Pour les adultes, le maître mot du dispositif est l’accès à l’autonomie dans le travail et dans la vie quotidienne. L’État s’engage à verser le différentiel entre le salaire perçu et le S.M.I.C. quand la personne peut travailler. En cas d’impossibilité, cette dernière percevra une allocation qui sera accordée sans tenir compte des revenus de la famille. Pour faciliter l’autonomie dans la vie courante, des dispositions sont prévues : accessibilité des logements, des bâtiments publics, accès aux transports publics, extension de l’allocation logement aux handicapés qui n’en bénéficieraient pas encore.

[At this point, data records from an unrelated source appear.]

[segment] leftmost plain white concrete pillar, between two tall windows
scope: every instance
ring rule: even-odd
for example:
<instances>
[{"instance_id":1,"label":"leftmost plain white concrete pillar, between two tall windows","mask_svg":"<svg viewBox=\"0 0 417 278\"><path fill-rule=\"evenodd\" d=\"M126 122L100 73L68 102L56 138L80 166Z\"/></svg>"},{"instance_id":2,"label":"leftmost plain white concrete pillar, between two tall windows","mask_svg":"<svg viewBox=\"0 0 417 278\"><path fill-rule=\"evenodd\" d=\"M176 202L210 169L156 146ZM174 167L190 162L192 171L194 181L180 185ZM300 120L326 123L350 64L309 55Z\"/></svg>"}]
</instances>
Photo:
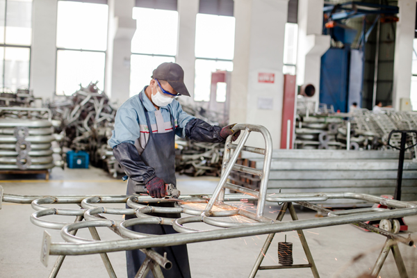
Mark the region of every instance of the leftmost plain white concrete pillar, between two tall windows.
<instances>
[{"instance_id":1,"label":"leftmost plain white concrete pillar, between two tall windows","mask_svg":"<svg viewBox=\"0 0 417 278\"><path fill-rule=\"evenodd\" d=\"M55 94L57 10L57 0L32 2L31 90L44 101Z\"/></svg>"}]
</instances>

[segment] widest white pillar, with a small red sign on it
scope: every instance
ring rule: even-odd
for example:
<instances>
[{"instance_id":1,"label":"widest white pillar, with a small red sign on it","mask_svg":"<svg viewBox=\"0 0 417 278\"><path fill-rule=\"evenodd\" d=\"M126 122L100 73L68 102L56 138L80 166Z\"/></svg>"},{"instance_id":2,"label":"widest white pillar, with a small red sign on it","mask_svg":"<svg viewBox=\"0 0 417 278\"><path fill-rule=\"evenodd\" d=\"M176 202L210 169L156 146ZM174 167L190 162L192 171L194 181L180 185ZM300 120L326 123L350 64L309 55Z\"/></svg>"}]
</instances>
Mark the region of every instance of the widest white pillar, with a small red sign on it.
<instances>
[{"instance_id":1,"label":"widest white pillar, with a small red sign on it","mask_svg":"<svg viewBox=\"0 0 417 278\"><path fill-rule=\"evenodd\" d=\"M288 0L234 2L236 33L230 122L265 126L275 149L281 140L287 10ZM265 145L260 135L252 135L249 144Z\"/></svg>"}]
</instances>

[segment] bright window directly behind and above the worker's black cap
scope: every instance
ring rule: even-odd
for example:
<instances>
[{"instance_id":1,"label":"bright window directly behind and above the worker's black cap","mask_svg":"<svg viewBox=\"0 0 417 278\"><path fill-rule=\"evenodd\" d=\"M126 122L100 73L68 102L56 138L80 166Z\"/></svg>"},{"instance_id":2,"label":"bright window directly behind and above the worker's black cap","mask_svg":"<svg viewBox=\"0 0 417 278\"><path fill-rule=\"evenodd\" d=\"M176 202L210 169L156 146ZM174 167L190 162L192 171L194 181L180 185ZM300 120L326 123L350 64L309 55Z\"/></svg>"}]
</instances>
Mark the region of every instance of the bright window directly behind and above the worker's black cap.
<instances>
[{"instance_id":1,"label":"bright window directly behind and above the worker's black cap","mask_svg":"<svg viewBox=\"0 0 417 278\"><path fill-rule=\"evenodd\" d=\"M149 85L152 71L158 65L175 62L178 12L135 7L133 19L136 19L136 32L131 44L131 96Z\"/></svg>"}]
</instances>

En 1973, les associations de handicapés ou de parents d’enfants handicapés sont favorables à l’avant-projet proposé. Cependant la non-définition du terme « handicapé » sera perçue très différemment. Pour certains, elle doit éviter toute exclusion dans le champ d’application de la loi, pour d’autres, cette absence de clarification fera l’objet de la principale critique. Ces premières approches sont cependant essentielles puisqu’elles vont conduire vers un texte capital dans l’histoire de la prise en compte de la différence.

Notes
60.

Certificat d’aptitude à l’éducation des enfants et adolescents déficients ou inadaptés.

61.

Certificat d’aptitude à l’enseignement des écoles de plein air créé en 1939.

62.

L’auteur de cette circulaire est A. Labrégère.

63.

En réalité, il va exister quasiment autant de diversité de fonctionnement que de classes existantes.

64.

Jusqu’en 1984, aucune classe de ce type n’est créée dans le département de la Manche. Voir séminaire de réflexion sur la situation des classes d’adaptation dans l’académie de Caen ;

65.

Même si on ne parle plus de G.A.P.P. mais de R.A.S.E.D.

66.

Ce rapport (1966-1967) demeure la première approche globale des problèmes des handicapés et inadaptés. Il a été publié à La Documentation Française en février 1969.

67.

Elle sera régulièrement revalorisée et vient en remplacement de toute autre allocation. Elle s’adresse aux familles dont les enfants n’ont pas été admis en établissement ou à ceux qui nécessitent des dépenses coûteuses.